Wednesday, June 1, 2011

PR Special Edition (40): Amalie Howard Guest Post!

Poisoned Rationality Special  Edition

Welcome to another Poisoned Rationality Special Edition!   Today we have Amalie  Howard, author of Bloodspell discussing with us her writing!

The spell was simple …

Cruentus Protectum. Defend the Blood.

But what do you do if your blood is your enemy?

Victoria Warrick has always known she was different. An outcast at school, she is no stranger to adversity. But when she receives an old journal for her seventeenth birthday, nothing prepares her for the dark secrets it holds—much less one that reveals she’s a witch with unimaginable power.

What’s more, when she meets the dazzling but enigmatic Christian Devereux, she has no idea how much her life is about to change. Enemies will hunt her. Friends will turn on her. The terrible curse that makes her blood run black will stop at nothing to control her. And Christian has a sinister secret of his own …

Without knowing whom to trust, can Victoria survive her blood’s deadly desires? Or will she lose everything, including herself?

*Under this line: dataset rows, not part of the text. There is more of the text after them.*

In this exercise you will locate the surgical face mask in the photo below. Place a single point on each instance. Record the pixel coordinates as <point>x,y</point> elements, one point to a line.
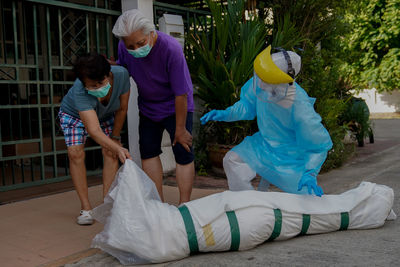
<point>100,92</point>
<point>267,92</point>
<point>141,51</point>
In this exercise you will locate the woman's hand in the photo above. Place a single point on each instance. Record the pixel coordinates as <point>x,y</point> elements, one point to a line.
<point>183,137</point>
<point>123,154</point>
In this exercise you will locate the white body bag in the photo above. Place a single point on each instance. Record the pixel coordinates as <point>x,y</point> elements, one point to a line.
<point>139,228</point>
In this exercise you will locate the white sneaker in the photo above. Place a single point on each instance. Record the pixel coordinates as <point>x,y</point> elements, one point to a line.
<point>85,218</point>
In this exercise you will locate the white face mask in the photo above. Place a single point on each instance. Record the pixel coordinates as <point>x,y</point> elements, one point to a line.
<point>141,51</point>
<point>267,92</point>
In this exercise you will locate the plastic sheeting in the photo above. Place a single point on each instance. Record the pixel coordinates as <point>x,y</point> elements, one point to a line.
<point>291,140</point>
<point>141,229</point>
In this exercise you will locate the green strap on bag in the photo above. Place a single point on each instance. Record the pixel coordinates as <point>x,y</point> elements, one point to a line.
<point>235,233</point>
<point>278,225</point>
<point>190,229</point>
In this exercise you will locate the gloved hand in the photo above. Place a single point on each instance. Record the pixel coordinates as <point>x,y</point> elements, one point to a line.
<point>214,115</point>
<point>310,181</point>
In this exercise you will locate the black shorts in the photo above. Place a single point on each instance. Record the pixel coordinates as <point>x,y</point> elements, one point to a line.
<point>150,137</point>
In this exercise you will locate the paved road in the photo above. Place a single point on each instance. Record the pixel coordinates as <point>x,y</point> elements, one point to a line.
<point>376,247</point>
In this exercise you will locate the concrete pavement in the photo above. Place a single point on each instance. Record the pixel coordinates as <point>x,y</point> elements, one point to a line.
<point>376,247</point>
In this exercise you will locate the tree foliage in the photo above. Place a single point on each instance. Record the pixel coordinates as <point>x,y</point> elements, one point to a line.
<point>373,44</point>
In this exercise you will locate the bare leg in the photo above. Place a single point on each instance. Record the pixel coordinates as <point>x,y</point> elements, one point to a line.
<point>110,168</point>
<point>153,168</point>
<point>185,178</point>
<point>76,156</point>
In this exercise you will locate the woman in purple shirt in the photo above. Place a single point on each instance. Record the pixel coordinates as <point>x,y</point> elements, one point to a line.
<point>157,64</point>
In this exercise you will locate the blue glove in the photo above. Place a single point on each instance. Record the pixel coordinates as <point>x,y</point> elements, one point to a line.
<point>214,115</point>
<point>310,181</point>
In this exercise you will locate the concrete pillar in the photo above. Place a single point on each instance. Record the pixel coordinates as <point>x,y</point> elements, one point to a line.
<point>146,7</point>
<point>167,157</point>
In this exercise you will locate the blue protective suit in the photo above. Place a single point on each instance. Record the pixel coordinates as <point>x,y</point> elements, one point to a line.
<point>291,142</point>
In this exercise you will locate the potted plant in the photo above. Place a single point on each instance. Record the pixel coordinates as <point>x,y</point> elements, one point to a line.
<point>221,61</point>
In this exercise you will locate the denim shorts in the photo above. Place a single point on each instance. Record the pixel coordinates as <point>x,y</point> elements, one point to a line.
<point>74,130</point>
<point>150,137</point>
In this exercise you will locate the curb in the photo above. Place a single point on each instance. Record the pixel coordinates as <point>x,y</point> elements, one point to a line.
<point>74,258</point>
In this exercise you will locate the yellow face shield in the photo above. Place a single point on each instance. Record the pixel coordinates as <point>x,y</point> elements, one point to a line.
<point>266,69</point>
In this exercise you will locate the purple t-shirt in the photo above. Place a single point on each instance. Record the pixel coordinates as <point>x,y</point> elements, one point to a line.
<point>160,76</point>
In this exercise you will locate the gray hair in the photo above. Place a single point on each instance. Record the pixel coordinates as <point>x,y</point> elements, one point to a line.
<point>130,21</point>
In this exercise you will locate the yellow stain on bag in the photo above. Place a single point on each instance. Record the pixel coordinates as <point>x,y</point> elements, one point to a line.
<point>208,235</point>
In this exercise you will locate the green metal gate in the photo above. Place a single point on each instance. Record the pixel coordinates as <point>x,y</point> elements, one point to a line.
<point>39,39</point>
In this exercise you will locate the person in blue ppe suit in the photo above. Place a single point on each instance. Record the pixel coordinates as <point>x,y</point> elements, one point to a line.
<point>291,145</point>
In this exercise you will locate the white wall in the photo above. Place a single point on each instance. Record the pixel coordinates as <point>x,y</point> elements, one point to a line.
<point>381,102</point>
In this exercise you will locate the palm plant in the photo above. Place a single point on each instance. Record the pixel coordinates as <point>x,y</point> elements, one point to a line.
<point>221,61</point>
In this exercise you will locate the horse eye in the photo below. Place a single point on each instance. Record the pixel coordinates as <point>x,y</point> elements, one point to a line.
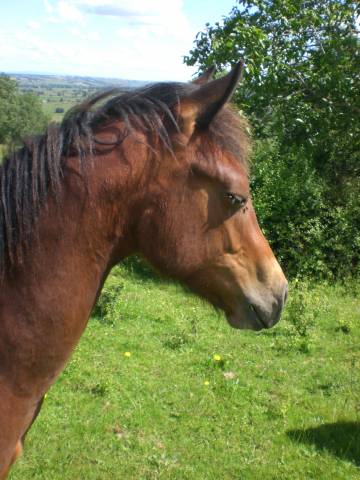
<point>235,200</point>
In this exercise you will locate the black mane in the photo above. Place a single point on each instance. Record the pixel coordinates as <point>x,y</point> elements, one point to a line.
<point>30,172</point>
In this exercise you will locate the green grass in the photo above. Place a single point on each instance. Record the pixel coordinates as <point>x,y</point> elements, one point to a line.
<point>280,404</point>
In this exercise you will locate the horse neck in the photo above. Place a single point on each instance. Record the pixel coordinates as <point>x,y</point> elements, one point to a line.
<point>47,300</point>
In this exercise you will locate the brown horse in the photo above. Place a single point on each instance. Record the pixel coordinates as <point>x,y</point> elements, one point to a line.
<point>161,171</point>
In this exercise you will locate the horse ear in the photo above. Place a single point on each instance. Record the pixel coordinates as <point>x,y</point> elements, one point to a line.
<point>200,106</point>
<point>205,77</point>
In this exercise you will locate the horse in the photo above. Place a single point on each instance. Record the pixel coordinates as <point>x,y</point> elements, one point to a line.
<point>161,171</point>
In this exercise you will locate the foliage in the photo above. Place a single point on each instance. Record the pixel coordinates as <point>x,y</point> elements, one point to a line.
<point>281,403</point>
<point>302,94</point>
<point>20,114</point>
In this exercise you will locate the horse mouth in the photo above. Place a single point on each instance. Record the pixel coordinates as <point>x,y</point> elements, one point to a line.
<point>248,318</point>
<point>258,317</point>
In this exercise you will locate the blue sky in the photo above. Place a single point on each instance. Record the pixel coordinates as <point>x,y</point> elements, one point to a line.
<point>132,39</point>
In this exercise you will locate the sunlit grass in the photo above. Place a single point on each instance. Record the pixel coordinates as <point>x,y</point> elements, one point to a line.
<point>161,388</point>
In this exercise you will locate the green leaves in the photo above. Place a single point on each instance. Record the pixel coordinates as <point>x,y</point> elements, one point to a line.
<point>20,114</point>
<point>301,92</point>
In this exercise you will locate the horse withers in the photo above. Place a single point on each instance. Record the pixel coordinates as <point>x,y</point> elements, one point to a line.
<point>161,171</point>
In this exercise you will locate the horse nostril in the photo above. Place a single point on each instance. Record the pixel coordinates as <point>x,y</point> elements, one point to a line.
<point>286,291</point>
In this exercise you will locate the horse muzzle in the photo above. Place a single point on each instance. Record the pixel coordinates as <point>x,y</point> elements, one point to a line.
<point>256,312</point>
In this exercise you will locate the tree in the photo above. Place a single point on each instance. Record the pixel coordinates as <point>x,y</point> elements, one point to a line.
<point>301,92</point>
<point>20,114</point>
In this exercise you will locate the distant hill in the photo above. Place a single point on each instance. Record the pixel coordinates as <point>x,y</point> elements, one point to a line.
<point>58,93</point>
<point>32,82</point>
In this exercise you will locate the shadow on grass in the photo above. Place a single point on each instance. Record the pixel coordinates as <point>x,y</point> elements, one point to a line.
<point>139,268</point>
<point>341,439</point>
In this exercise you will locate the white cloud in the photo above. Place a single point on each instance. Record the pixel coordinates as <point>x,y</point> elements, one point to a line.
<point>140,40</point>
<point>68,11</point>
<point>32,25</point>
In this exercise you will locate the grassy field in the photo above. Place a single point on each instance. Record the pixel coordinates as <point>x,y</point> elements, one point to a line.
<point>161,388</point>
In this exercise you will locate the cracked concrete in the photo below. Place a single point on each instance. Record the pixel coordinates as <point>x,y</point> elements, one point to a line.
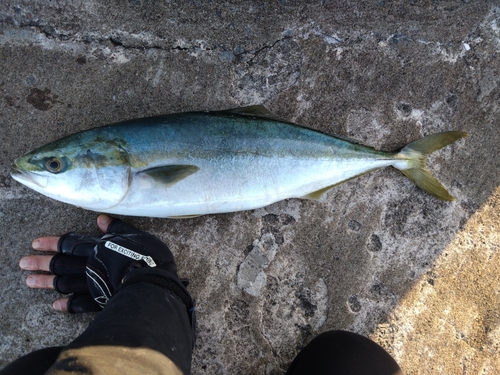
<point>376,255</point>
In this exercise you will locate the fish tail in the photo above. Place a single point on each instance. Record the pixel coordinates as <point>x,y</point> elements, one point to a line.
<point>416,154</point>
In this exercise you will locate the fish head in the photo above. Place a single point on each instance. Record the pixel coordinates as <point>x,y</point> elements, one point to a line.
<point>88,172</point>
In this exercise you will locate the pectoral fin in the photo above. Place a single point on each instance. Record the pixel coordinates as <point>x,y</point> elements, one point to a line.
<point>169,175</point>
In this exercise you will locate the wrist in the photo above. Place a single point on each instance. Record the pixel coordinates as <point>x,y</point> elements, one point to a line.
<point>164,279</point>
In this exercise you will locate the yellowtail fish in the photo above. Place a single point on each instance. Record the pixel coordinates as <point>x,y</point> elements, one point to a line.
<point>189,164</point>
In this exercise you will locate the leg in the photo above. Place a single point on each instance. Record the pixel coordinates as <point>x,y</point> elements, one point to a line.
<point>143,327</point>
<point>343,353</point>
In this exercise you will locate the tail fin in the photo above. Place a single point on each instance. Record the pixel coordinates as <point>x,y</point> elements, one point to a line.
<point>416,170</point>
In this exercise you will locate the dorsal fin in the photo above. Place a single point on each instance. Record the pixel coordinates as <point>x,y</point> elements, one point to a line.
<point>255,111</point>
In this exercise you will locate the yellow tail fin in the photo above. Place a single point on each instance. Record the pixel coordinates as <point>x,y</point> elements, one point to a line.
<point>417,153</point>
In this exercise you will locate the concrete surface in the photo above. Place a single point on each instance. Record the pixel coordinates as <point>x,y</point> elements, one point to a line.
<point>377,256</point>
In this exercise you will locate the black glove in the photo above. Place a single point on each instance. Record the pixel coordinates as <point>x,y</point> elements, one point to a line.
<point>94,268</point>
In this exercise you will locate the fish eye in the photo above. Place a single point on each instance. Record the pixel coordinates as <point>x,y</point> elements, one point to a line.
<point>53,165</point>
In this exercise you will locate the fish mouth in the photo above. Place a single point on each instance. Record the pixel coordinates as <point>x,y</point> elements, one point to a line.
<point>29,179</point>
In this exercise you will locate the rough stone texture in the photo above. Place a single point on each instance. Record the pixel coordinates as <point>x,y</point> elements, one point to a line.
<point>376,256</point>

Creating the Confines of the World You Write In

Honestly, the stuff that goes on in my head on any given day is mind-boggling. I have an extremely active imagination, and my brain will go off on tangents even if I’m thinking about the most mundane thing. I invent whole alternate realities even if I’m doing something as simple as eating a sandwich. But of course, these scenarios make complete sense to me … but try explaining them to someone else! I’ve had this problem with every idea for a novel I’ve come up with – the minute I try to articulate my idea, it becomes so complicated and complex that it just ends up confusing everybody, me included.

This is why world-building is so critical. Think of world-building as the foundation of the story – you lay the groundwork and everything else rests on top of that. But it’s not like building a house, where you lay the foundation and then the exterior walls. In some cases, world-building starts inside the house in a room, and then branches out from there through other doors and other rooms. The latter is more in line with my approach.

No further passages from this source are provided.